Image: Petition to King Philip of Spain, circa 1611 to 1632.
Hand-written, unpublished poems by W.B. Yeats, medieval illuminated manuscripts, a two-volume first edition of “Lolita.” These are just a few of the gems that can be found in the Greenslade Special Collections and Archives, which is full of significant primary sources that are rare, valuable or fragile. In the digital age, when information is ubiquitous, these precious objects have started to play a more important role at colleges: The opportunity to work in-person with such materials is a draw for both students and faculty. We asked Special Collections Librarian Elizabeth Williams-Clymer to take us on a brief tour of the cache.
What’s happening in Special Collections’ exhibitions?
Right now we have an exhibition called “Kenyon Away, Kenyon at Home,” about Kenyon’s ties abroad. It’s focused on three people. First, there’s our second president, Charles Pettit McIlvaine, who was sent to England during the Civil War to convince England to not support the South. Second, there’s Olof Palme, an alum who became the prime minister of Sweden and was assassinated in the ’80s. The third person is Junzō Shōno, who spent a year at Kenyon. In the ’60s, he wrote a book about his time in Gambier, “Sojourn in Gambier,” which became somewhat popular in his native Japan. It’s amazing to see what Kenyon folks have done, worldwide.

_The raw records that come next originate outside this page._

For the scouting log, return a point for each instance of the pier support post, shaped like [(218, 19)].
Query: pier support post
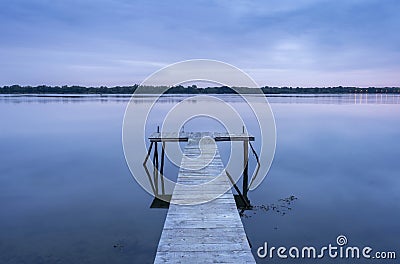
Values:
[(245, 168)]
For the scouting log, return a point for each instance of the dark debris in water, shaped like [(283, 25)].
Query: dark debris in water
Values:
[(281, 207)]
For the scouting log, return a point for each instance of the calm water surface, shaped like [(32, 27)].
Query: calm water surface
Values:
[(67, 195)]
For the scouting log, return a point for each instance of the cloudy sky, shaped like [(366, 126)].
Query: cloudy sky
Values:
[(277, 42)]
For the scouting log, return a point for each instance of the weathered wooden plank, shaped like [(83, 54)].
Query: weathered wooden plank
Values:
[(210, 232), (184, 136)]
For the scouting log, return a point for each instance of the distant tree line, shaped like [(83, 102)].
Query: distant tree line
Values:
[(193, 89)]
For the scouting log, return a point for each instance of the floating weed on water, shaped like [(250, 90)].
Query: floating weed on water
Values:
[(282, 207)]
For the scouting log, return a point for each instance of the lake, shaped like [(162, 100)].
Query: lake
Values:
[(67, 195)]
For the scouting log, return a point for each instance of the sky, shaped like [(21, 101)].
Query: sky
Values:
[(303, 43)]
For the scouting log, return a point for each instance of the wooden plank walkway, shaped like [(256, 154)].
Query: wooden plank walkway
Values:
[(211, 232)]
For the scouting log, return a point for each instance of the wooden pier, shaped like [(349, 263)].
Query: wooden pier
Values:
[(211, 232)]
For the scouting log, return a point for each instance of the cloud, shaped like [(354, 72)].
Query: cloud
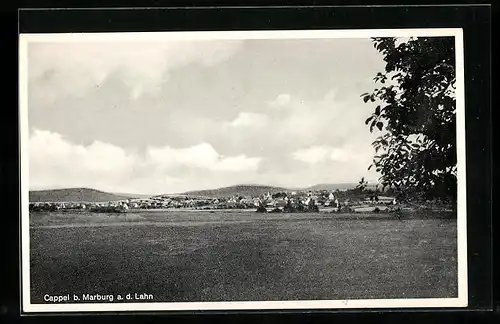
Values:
[(246, 119), (312, 155), (200, 156), (55, 162), (324, 153), (61, 69)]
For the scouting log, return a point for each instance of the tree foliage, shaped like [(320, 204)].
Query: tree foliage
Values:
[(414, 112)]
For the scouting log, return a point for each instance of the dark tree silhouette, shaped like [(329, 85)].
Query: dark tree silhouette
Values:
[(415, 114)]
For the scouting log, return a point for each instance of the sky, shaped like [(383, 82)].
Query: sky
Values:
[(172, 116)]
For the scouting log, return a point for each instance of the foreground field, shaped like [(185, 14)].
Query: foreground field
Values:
[(203, 256)]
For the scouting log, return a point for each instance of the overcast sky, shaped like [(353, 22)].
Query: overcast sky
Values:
[(165, 117)]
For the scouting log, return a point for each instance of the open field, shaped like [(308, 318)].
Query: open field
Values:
[(221, 256)]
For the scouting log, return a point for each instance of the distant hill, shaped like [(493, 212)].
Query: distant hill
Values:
[(244, 190), (73, 195)]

What’s your favorite object in the collection, if you had to pick just one?
We have a hand-painted, exceptionally bound manuscript from Spain, circa 1611 to 1632. The cover is leather with gold leaf, and the pages are vellum. It’s a petition to King Philip, detailing the rights and privileges of a noble family, the Campuzanos, and it’s signed by the king. It must have been a very important, valuable book, which the author was commissioned to create — because the printing press had already been invented. Assistant Professor of English Piers Brown uses this book for his class, “The History of the Book,” in which each student “adopts” a book to study for the semester. Of course, there’s always demand for this book.

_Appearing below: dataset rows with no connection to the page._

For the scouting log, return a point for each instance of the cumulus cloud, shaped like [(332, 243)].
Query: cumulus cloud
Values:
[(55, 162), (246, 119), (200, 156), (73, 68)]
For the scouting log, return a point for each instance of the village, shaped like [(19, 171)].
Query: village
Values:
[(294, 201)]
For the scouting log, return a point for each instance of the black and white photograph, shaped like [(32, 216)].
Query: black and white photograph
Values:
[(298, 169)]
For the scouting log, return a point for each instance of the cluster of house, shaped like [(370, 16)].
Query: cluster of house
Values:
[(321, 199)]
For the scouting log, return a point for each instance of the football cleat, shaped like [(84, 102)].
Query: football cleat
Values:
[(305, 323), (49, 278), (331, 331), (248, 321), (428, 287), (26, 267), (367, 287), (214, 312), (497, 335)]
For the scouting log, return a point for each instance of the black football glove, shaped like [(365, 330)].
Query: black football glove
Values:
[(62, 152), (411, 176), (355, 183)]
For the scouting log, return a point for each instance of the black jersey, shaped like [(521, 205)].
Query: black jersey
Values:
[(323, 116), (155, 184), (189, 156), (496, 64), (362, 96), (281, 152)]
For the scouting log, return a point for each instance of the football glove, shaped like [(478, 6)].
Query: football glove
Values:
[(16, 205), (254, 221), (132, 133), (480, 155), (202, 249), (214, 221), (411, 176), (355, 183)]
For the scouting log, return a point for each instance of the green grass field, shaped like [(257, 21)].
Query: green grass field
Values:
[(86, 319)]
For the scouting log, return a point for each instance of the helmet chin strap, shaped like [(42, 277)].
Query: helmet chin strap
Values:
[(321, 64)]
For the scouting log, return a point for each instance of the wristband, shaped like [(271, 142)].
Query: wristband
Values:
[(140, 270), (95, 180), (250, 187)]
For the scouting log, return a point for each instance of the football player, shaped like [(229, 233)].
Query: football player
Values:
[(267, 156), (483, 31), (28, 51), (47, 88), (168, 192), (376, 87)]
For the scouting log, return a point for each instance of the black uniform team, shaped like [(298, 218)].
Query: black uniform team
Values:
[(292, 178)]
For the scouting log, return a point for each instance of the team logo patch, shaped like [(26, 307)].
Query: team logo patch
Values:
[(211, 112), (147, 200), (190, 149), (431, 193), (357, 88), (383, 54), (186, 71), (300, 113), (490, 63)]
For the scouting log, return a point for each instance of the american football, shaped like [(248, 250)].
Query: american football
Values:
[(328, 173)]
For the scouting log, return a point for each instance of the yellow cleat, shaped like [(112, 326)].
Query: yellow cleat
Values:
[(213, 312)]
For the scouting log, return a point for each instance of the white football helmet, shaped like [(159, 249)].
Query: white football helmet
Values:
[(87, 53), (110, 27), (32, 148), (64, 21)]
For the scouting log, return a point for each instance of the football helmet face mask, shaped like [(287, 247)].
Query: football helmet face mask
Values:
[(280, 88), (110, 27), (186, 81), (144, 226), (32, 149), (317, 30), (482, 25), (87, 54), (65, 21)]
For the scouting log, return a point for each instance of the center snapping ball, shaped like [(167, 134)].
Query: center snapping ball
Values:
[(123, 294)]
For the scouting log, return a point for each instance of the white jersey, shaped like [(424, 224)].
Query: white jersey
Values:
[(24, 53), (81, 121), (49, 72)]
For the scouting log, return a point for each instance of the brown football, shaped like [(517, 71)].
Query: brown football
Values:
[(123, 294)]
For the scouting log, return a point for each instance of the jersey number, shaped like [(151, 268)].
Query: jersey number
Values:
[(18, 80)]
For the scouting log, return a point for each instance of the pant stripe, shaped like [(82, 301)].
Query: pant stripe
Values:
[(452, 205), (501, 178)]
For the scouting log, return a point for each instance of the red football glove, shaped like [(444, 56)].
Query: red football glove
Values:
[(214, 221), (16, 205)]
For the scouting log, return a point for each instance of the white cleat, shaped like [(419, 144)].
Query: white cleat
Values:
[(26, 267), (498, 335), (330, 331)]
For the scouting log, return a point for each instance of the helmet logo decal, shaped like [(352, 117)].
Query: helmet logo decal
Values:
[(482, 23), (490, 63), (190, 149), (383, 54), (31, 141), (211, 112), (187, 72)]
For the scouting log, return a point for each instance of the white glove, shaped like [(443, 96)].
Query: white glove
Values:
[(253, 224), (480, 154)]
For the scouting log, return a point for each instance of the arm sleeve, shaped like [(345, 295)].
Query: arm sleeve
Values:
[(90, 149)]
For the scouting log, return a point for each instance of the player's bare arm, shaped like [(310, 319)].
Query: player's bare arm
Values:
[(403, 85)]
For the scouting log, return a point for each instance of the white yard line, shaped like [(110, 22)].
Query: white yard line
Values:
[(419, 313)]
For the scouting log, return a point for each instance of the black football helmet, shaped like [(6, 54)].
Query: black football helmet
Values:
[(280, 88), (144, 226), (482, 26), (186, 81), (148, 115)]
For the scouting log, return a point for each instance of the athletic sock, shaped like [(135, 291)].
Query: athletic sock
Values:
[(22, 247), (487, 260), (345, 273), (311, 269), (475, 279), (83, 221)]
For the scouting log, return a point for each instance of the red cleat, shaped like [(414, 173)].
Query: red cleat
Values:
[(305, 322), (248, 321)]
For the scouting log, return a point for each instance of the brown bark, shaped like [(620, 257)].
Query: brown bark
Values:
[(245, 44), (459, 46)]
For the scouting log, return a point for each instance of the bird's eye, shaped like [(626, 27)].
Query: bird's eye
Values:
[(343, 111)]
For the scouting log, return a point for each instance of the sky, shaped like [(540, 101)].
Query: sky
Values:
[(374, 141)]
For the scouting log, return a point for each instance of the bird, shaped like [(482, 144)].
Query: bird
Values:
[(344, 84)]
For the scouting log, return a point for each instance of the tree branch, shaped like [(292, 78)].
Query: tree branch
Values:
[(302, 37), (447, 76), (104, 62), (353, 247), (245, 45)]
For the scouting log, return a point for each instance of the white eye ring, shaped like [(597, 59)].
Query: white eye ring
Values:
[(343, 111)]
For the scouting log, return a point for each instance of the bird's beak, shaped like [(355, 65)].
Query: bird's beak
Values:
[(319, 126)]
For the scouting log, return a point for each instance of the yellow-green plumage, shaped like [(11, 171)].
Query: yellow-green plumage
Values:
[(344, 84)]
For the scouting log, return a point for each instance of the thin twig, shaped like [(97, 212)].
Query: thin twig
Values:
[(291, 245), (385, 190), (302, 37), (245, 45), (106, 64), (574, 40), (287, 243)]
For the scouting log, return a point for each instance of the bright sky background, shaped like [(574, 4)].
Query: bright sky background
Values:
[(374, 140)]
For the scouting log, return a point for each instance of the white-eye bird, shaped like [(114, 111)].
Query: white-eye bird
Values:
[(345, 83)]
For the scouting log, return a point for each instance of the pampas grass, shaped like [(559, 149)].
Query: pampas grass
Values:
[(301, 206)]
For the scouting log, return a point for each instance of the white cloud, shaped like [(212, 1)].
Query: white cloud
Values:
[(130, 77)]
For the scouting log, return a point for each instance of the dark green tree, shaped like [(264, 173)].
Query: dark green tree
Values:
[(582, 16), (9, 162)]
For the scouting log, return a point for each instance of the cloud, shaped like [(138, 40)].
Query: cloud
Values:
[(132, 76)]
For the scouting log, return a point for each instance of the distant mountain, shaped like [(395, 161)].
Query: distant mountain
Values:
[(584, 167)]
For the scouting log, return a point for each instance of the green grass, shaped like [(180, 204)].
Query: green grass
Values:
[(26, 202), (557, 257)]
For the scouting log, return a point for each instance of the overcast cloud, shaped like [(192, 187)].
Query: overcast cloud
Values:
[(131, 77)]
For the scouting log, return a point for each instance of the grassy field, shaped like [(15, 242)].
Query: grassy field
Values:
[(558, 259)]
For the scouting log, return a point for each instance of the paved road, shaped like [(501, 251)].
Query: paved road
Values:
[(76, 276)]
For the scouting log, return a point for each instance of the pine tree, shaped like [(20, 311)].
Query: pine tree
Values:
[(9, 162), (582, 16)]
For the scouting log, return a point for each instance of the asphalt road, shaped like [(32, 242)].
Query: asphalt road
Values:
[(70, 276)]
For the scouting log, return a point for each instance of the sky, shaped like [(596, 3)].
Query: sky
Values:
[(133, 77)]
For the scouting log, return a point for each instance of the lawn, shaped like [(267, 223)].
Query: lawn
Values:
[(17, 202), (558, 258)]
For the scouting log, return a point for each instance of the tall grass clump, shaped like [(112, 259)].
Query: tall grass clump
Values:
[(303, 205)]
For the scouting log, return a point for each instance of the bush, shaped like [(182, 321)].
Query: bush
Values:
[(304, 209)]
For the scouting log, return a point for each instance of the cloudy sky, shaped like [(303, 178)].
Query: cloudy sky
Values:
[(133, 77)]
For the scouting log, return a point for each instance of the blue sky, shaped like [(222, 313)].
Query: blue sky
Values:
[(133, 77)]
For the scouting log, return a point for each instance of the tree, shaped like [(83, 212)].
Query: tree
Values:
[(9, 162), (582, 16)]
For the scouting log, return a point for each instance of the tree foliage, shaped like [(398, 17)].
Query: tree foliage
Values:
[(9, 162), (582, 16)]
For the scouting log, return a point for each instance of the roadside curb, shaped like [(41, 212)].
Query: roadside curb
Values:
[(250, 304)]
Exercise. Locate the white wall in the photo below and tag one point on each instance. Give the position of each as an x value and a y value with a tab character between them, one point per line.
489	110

What are the collection’s “greatest hits” — i.e., materials that classes use most frequently?
Two spring to mind: a collection of prints by George Catlin, from the 1840s, that are part of the Eugene F. Bigler Collection of Art & Archaeology (Bigler was Class of 1900). Catlin was the first artist to depict the Plains Indians in their native territories. His paintings were often the first glimpse of Native Americans that Europeans had ever seen.

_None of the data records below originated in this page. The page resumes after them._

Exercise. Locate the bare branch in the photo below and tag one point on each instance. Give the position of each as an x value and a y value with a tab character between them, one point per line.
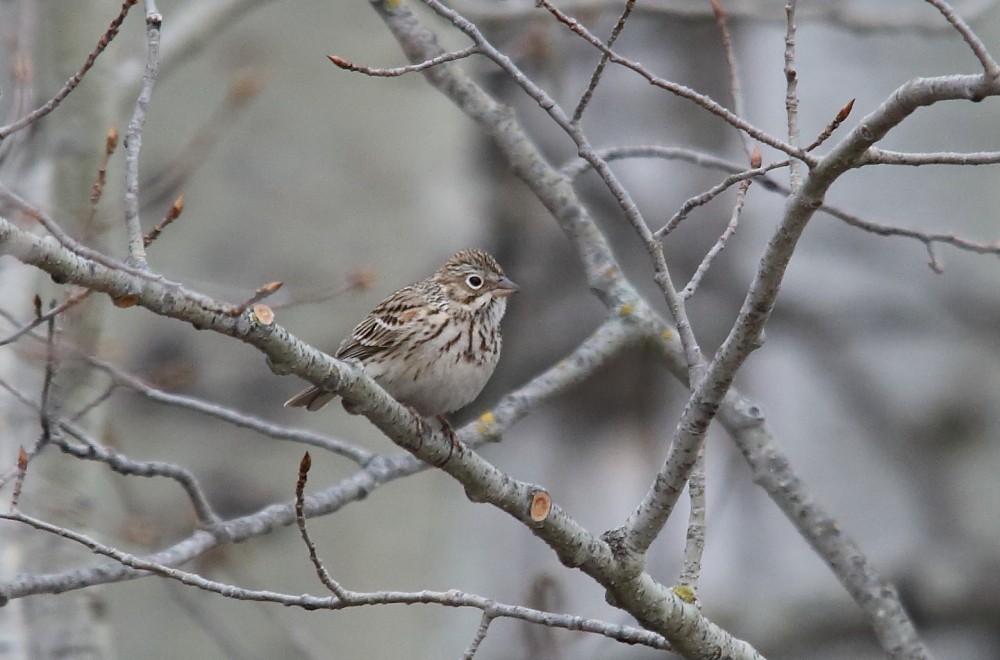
679	90
71	84
595	77
453	598
300	519
411	68
989	65
735	83
477	640
791	94
832	126
720	244
133	138
694	547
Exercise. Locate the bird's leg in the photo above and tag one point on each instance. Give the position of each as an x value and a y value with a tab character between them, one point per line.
450	432
421	423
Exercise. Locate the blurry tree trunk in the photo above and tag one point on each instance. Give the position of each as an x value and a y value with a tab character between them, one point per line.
64	152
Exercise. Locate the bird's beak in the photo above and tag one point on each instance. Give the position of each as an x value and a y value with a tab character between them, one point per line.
505	288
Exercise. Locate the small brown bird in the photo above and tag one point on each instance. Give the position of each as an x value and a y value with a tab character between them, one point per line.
433	344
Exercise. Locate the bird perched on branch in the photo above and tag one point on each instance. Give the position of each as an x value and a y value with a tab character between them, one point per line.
433	344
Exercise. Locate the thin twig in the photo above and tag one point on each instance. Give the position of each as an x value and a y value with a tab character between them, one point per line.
242	420
595	77
713	192
990	67
735	84
720	244
300	519
75	298
876	156
260	294
791	94
167	181
22	471
410	68
47	405
832	126
71	84
477	639
110	144
694	546
133	138
453	598
172	214
682	91
92	450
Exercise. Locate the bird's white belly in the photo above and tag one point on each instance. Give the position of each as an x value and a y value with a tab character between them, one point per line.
436	383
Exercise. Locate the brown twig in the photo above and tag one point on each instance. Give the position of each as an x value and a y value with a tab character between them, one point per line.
347	65
735	85
300	519
258	295
359	280
173	213
833	125
168	181
110	144
71	84
22	470
42	318
595	77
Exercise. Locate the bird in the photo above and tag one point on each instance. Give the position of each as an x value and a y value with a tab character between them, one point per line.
433	344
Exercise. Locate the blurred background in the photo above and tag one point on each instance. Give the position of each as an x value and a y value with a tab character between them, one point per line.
880	378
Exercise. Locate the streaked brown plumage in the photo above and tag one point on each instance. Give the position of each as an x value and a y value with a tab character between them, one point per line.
433	344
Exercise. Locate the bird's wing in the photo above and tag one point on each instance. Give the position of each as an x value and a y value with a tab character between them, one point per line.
387	326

Also, the “Nuremburg Chronicle,” a book printed in that city in 1493, about the history of the world. A gift from the Class of 1955, it was one of the first early printed books to successfully integrate illustrations along with text. It’s used by classes in history, art history (it includes beautiful wood-block printing) and religious studies. Of course, it doesn’t cover the discovery of America by Europeans. I think it’s just fascinating to think about a time when this country wasn’t even on the radar!